Trastuzumab Pharmacokinetics: Trastuzumab is administered IV. Trastuzumab does not penetrate the blood-brain barrier. Adverse effects: – The most serious toxicity associated with the use of trastuzumab is congestive heart failure. The toxicity is worsened if given in combination with anthracycline. – Extreme caution should be exercised when giving the drugs to patients with preexisting cardiac dysfunction. – Other adverse effects include infusion-related fever and chills, headache, dizziness, nausea, vomiting, abdominal pain, and back pain, but these effects are well tolerated. – Cautious use of the drug is recommended in patients who are hypersensitive to the Chinese hamster ovary cell components of the proteins or to benzyl alcohol (in which case sterile water can be used in place of the bacteriostatic solution provided for preparation of the injection).

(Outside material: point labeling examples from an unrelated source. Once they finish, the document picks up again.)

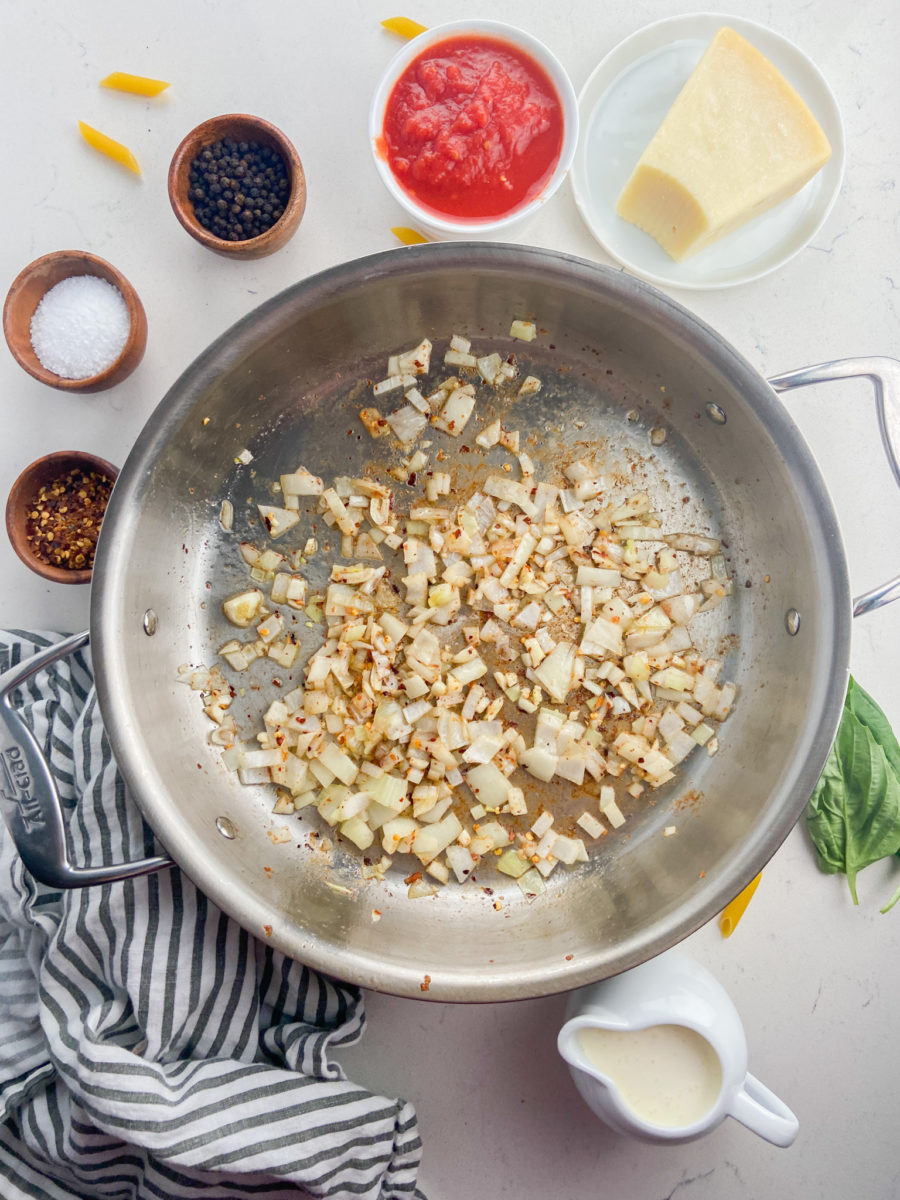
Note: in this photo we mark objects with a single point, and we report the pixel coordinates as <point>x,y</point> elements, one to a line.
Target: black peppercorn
<point>238,189</point>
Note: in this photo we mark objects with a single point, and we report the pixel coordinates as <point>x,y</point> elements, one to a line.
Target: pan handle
<point>29,799</point>
<point>885,375</point>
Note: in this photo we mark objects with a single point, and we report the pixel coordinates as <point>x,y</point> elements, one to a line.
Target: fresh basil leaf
<point>864,708</point>
<point>853,815</point>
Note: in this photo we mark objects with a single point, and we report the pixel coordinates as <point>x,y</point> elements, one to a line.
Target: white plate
<point>623,105</point>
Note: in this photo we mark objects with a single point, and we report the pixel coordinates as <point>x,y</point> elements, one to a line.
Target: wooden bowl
<point>27,293</point>
<point>22,493</point>
<point>241,127</point>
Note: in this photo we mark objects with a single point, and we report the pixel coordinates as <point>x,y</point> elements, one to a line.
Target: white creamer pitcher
<point>659,1053</point>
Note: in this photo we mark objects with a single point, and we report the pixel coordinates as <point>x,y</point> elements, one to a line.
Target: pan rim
<point>113,689</point>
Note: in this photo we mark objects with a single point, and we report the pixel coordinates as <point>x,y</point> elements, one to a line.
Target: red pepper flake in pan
<point>65,516</point>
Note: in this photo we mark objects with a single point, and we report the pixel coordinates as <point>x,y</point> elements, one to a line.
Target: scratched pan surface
<point>617,359</point>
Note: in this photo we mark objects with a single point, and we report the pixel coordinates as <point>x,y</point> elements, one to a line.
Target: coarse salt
<point>81,327</point>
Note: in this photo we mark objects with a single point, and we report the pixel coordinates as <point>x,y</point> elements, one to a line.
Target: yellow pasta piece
<point>405,27</point>
<point>107,145</point>
<point>735,911</point>
<point>139,85</point>
<point>408,237</point>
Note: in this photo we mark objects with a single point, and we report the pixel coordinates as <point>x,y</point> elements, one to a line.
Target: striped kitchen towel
<point>149,1045</point>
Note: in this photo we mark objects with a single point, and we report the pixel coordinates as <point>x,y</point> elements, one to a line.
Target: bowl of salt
<point>73,322</point>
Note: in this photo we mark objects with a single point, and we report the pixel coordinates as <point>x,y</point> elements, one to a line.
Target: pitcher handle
<point>885,375</point>
<point>29,799</point>
<point>761,1111</point>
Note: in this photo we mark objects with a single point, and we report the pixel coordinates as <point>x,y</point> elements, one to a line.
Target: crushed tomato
<point>473,129</point>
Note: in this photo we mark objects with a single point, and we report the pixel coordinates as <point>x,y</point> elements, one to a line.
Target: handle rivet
<point>226,828</point>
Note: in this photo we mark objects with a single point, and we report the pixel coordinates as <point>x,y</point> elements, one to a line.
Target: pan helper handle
<point>29,799</point>
<point>885,375</point>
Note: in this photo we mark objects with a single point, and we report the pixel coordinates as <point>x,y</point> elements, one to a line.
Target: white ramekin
<point>474,228</point>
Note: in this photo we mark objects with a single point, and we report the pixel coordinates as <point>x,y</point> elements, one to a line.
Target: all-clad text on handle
<point>29,799</point>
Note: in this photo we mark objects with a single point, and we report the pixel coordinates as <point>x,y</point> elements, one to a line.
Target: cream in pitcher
<point>659,1053</point>
<point>667,1074</point>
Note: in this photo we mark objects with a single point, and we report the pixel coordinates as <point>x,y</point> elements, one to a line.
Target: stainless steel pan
<point>617,359</point>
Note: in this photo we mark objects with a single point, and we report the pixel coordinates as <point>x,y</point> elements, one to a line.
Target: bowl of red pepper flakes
<point>55,510</point>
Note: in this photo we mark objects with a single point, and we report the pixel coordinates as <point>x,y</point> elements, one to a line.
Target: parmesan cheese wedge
<point>736,142</point>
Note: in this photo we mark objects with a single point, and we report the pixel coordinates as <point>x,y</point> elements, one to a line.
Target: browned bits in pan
<point>65,516</point>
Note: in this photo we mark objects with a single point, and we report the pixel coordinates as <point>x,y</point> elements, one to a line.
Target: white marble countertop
<point>815,978</point>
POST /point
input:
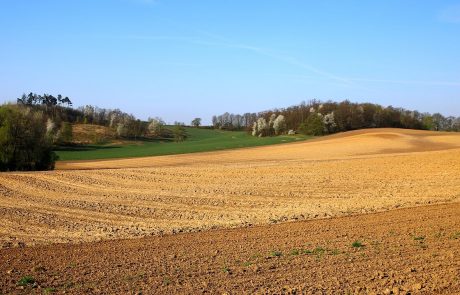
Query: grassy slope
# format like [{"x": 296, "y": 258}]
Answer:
[{"x": 199, "y": 140}]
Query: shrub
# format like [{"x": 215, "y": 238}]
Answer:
[{"x": 24, "y": 142}]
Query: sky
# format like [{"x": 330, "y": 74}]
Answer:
[{"x": 195, "y": 58}]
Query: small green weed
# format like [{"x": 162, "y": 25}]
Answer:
[
  {"x": 276, "y": 254},
  {"x": 357, "y": 244},
  {"x": 27, "y": 280}
]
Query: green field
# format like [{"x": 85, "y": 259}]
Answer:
[{"x": 199, "y": 140}]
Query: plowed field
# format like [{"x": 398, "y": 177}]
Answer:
[{"x": 353, "y": 173}]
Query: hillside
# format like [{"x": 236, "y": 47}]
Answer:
[
  {"x": 357, "y": 172},
  {"x": 91, "y": 134},
  {"x": 361, "y": 143},
  {"x": 199, "y": 140},
  {"x": 372, "y": 210}
]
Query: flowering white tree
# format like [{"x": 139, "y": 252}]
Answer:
[
  {"x": 262, "y": 127},
  {"x": 155, "y": 126},
  {"x": 254, "y": 129},
  {"x": 50, "y": 126},
  {"x": 329, "y": 122},
  {"x": 279, "y": 125},
  {"x": 122, "y": 130}
]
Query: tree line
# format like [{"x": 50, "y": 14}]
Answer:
[
  {"x": 320, "y": 118},
  {"x": 36, "y": 124}
]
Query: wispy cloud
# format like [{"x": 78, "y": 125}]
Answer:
[
  {"x": 416, "y": 82},
  {"x": 214, "y": 40},
  {"x": 450, "y": 14},
  {"x": 288, "y": 59}
]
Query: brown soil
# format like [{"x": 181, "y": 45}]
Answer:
[
  {"x": 404, "y": 251},
  {"x": 348, "y": 177},
  {"x": 88, "y": 133}
]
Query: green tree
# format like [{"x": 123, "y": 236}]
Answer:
[
  {"x": 66, "y": 132},
  {"x": 24, "y": 144},
  {"x": 179, "y": 132},
  {"x": 196, "y": 122}
]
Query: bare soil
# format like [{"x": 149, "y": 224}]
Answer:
[
  {"x": 342, "y": 175},
  {"x": 404, "y": 251},
  {"x": 380, "y": 211}
]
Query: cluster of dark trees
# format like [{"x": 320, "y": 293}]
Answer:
[
  {"x": 31, "y": 128},
  {"x": 228, "y": 121},
  {"x": 26, "y": 143},
  {"x": 318, "y": 118}
]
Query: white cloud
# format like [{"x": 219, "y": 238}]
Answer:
[{"x": 450, "y": 14}]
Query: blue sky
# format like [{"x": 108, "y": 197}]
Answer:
[{"x": 184, "y": 59}]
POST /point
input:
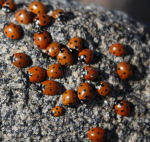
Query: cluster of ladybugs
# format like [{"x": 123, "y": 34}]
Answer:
[{"x": 37, "y": 14}]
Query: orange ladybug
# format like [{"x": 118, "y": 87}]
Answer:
[
  {"x": 42, "y": 39},
  {"x": 85, "y": 92},
  {"x": 20, "y": 60},
  {"x": 9, "y": 5},
  {"x": 69, "y": 98},
  {"x": 57, "y": 111},
  {"x": 122, "y": 108},
  {"x": 58, "y": 13},
  {"x": 36, "y": 74},
  {"x": 96, "y": 134},
  {"x": 86, "y": 55},
  {"x": 64, "y": 57},
  {"x": 124, "y": 70},
  {"x": 37, "y": 7},
  {"x": 23, "y": 16},
  {"x": 75, "y": 43},
  {"x": 117, "y": 49},
  {"x": 55, "y": 71},
  {"x": 50, "y": 87},
  {"x": 41, "y": 20},
  {"x": 103, "y": 88},
  {"x": 53, "y": 49},
  {"x": 12, "y": 31},
  {"x": 89, "y": 73}
]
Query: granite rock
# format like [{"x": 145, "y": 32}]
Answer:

Rituximab Rituximab (ri-TUCKS-ih-mab) was the first monoclonal antibody to be approved for the treatment of cancer. It is a genetically engineered, chimeric monoclonal antibody directed against the CD20 antigen that is found on the surfaces of normal and malignant B lymphocytes. CD20 plays a role in the activation process for cell-cycle initiation and differentiation. The CD20 antigen is expressed on nearly all B-cell non-Hodgkin lymphomas but not in other bone marrow cells. Rituximab has proven to be effective in the treatment of posttransplant lymphoma and in chronic lymphocytic leukemia.

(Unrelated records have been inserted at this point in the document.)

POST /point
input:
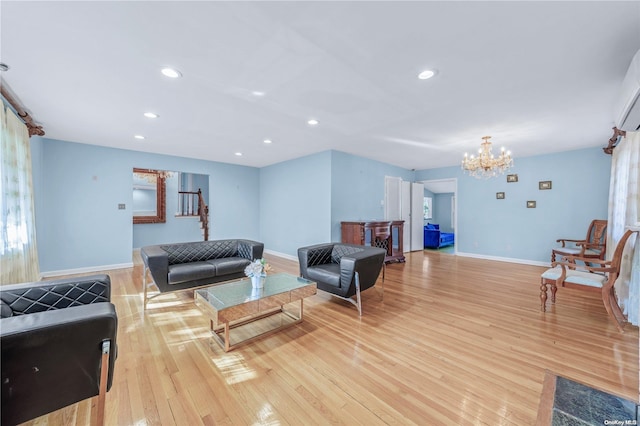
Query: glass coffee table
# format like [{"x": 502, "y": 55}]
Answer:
[{"x": 236, "y": 305}]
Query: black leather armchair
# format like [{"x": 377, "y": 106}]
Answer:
[
  {"x": 343, "y": 270},
  {"x": 58, "y": 345}
]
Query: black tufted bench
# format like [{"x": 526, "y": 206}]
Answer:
[
  {"x": 58, "y": 345},
  {"x": 184, "y": 266}
]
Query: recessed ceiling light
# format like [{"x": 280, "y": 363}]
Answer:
[
  {"x": 171, "y": 73},
  {"x": 426, "y": 74}
]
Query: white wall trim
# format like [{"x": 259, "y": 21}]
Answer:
[
  {"x": 86, "y": 270},
  {"x": 505, "y": 259},
  {"x": 286, "y": 256}
]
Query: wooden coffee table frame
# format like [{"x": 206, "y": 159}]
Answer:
[{"x": 224, "y": 320}]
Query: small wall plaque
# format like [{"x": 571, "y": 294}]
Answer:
[{"x": 544, "y": 184}]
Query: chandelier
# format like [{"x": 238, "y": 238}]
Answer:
[{"x": 485, "y": 165}]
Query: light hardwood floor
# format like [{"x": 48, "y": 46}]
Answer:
[{"x": 454, "y": 341}]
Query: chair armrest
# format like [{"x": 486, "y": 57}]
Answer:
[
  {"x": 367, "y": 263},
  {"x": 566, "y": 240},
  {"x": 157, "y": 261},
  {"x": 53, "y": 359},
  {"x": 570, "y": 262},
  {"x": 251, "y": 250},
  {"x": 28, "y": 298}
]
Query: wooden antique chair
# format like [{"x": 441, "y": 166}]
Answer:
[
  {"x": 592, "y": 247},
  {"x": 594, "y": 275}
]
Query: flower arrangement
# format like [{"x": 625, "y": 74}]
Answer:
[{"x": 258, "y": 267}]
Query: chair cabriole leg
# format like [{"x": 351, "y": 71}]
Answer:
[
  {"x": 358, "y": 294},
  {"x": 144, "y": 286},
  {"x": 104, "y": 375}
]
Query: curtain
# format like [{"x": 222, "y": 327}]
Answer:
[
  {"x": 18, "y": 250},
  {"x": 624, "y": 204}
]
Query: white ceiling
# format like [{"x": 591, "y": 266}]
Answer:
[{"x": 537, "y": 76}]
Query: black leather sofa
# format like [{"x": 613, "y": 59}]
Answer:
[
  {"x": 58, "y": 344},
  {"x": 343, "y": 270},
  {"x": 182, "y": 266}
]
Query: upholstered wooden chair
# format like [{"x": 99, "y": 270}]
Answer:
[
  {"x": 592, "y": 247},
  {"x": 594, "y": 275}
]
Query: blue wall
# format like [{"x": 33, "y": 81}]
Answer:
[
  {"x": 300, "y": 202},
  {"x": 489, "y": 227},
  {"x": 78, "y": 188},
  {"x": 295, "y": 203},
  {"x": 357, "y": 189}
]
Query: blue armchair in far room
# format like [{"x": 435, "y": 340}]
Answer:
[{"x": 433, "y": 238}]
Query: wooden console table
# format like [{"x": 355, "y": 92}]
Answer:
[{"x": 383, "y": 234}]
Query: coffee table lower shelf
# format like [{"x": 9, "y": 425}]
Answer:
[{"x": 221, "y": 333}]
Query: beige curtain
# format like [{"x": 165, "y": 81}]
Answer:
[
  {"x": 18, "y": 250},
  {"x": 624, "y": 204}
]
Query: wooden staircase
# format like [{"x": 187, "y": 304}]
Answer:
[{"x": 192, "y": 205}]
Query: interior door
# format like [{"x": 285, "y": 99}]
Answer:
[
  {"x": 417, "y": 216},
  {"x": 392, "y": 198},
  {"x": 405, "y": 214}
]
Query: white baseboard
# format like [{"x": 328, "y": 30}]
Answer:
[
  {"x": 505, "y": 259},
  {"x": 286, "y": 256},
  {"x": 86, "y": 270}
]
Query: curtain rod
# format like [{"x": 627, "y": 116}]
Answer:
[
  {"x": 613, "y": 140},
  {"x": 7, "y": 94}
]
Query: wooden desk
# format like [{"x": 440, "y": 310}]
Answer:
[{"x": 383, "y": 234}]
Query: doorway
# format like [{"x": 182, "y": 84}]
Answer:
[{"x": 444, "y": 208}]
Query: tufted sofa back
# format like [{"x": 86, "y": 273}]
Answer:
[
  {"x": 56, "y": 294},
  {"x": 201, "y": 251}
]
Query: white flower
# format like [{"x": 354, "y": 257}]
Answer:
[{"x": 257, "y": 267}]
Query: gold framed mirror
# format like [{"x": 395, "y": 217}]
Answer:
[{"x": 149, "y": 196}]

Rituximab Mechanism of action: The Fab domain of rituximab binds to the CD20 antigen on the B lymphocytes, and its Fc domain recruits immune effector functions, inducing complement and antibody dependent, cell-mediated cytotoxicity of the B cells. The antibody is commonly used with other combinations of anticancer agents, such as cyclophosphamide, doxorubicin, vincristine (Oncovin), and prednisone (CHOP).
Rituximab Pharmacokinetics: Rituximab is infused IV and causes a rapid depletion of B cells (both normal and malignant). The fate of the antibody has not been described.
Rituximab Adverse effects: Severe adverse reactions have been fatal. It is important to infuse rituximab slowly. Hypotension and bronchospasm may occur. Chills and fever commonly accompany the first infusion, especially in patients with high circulating levels of neoplastic cells, because of rapid activation of complement, which results in the release of tumor necrosis factor α and interleukins. Pretreatment with diphenhydramine, acetaminophen, and bronchodilators can ameliorate these problems. Cardiac arrhythmias can also occur.